# QR-Code in runtergeladenen Youtube Videos



## msdd63 (24. April 2015)

Hallo,

ich benutze im Firefox den Downloadhelper zum runterladen von Youtube Videos. Seit einiger Zeit konvertiert der Downloadhelper manche Videos beim runterladen und bettet einen QR-Code ein der dann oben links im Video sehr groß angezeigt wird. Lässt es sich verhindern das dieser störende QR-Code in die konvertierten Videos eingebttet wird?


----------



## DerFakeAccount (24. April 2015)

Lad dir Youtube-Videos per JDownloader, funktioniert super


----------



## msdd63 (25. April 2015)

Der JDownloader nervt mich seit der Installation mit Updates wenn ich ihn starte und in Firefox hat er sich auch nicht eingeklinkt obwohl ich das bei der Installation angeklickt habe. Hab ihn wieder deinstalliert. Trotzdem Danke für den Tipp.


----------



## Eol_Ruin (25. April 2015)

msdd63 schrieb:


> ich benutze im Firefox den Downloadhelper zum runterladen von Youtube Videos. Seit einiger Zeit *konvertiert *der Downloadhelper manche Videos beim runterladen?

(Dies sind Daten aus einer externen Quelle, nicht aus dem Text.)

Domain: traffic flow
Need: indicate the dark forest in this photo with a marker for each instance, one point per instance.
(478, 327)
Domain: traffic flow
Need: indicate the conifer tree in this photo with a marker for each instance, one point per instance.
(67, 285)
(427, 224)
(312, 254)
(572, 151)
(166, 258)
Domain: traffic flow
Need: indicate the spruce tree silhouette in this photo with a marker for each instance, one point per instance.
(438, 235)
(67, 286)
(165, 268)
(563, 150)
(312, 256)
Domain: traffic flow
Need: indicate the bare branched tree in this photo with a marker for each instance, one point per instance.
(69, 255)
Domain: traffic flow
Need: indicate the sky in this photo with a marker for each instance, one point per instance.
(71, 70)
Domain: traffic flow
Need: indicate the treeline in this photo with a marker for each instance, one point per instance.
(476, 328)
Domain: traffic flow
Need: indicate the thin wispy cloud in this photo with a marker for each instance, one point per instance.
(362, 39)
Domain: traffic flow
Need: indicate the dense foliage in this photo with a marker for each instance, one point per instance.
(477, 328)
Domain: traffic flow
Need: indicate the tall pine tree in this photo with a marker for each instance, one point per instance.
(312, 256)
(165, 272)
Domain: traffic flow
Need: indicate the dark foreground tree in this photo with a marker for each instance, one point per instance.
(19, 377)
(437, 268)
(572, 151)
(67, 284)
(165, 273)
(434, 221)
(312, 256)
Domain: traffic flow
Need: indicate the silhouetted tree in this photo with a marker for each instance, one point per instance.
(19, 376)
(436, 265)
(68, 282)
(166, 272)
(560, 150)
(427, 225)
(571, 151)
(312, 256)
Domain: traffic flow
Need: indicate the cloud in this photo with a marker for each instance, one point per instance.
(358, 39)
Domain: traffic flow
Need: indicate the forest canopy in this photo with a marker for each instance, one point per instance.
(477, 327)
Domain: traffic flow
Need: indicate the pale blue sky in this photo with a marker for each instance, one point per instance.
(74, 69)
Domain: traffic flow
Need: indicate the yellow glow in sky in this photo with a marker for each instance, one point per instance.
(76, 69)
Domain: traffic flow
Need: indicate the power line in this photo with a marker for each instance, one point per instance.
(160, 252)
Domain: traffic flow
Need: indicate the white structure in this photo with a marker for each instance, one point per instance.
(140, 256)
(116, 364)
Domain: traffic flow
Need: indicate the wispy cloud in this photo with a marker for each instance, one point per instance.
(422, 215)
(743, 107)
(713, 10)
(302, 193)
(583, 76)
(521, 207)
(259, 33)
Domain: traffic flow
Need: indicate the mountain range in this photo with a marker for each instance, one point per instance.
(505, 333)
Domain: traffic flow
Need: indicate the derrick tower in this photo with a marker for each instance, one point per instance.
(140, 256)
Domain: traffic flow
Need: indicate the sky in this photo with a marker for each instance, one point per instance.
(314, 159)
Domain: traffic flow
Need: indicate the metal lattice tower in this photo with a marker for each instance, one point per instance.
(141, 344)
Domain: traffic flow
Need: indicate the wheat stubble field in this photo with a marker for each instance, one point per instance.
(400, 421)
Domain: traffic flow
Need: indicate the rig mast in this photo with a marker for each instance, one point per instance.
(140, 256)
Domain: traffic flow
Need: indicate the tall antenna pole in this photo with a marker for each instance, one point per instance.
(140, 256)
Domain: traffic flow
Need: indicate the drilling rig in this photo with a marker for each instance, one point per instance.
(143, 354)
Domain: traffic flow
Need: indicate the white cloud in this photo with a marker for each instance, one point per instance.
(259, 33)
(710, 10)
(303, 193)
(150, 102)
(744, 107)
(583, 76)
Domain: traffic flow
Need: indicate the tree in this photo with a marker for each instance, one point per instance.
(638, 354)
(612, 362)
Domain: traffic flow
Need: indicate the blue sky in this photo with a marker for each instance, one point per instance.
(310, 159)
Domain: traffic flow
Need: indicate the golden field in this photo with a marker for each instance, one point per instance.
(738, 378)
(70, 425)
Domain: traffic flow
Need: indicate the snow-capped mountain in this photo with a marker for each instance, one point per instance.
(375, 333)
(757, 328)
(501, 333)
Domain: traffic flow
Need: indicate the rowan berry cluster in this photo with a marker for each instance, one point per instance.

Einfach nur herunterladen und NICHT Konvertieren lassen.


----------



## msdd63 (28. April 2015)

Es wird aber autoamtisch konvertiert. Da werde ich nicht gefragt


----------



## sunshinemike (8. Mai 2015)

Hallo, lade Dir den "Freemake Video Converter" runter und installiere den. Is Freeware, zwar mit nem Webebanner aber funktioniert schon jahrelang supi bei uns. Einfach URL vom YouTube-Video kopieren und "URL einfügen" in den FVC. Schon kannst runterladen und gleich in verschiedenen Qualis konvertieren - OHNE QR-Code. Seit dieser QR-Code in immer mehr Videos erscheint, nutze ich den "Video Download Helper" in Firefox nicht mehr, denn der nimmt echt viel Platz weg und stört total.


----------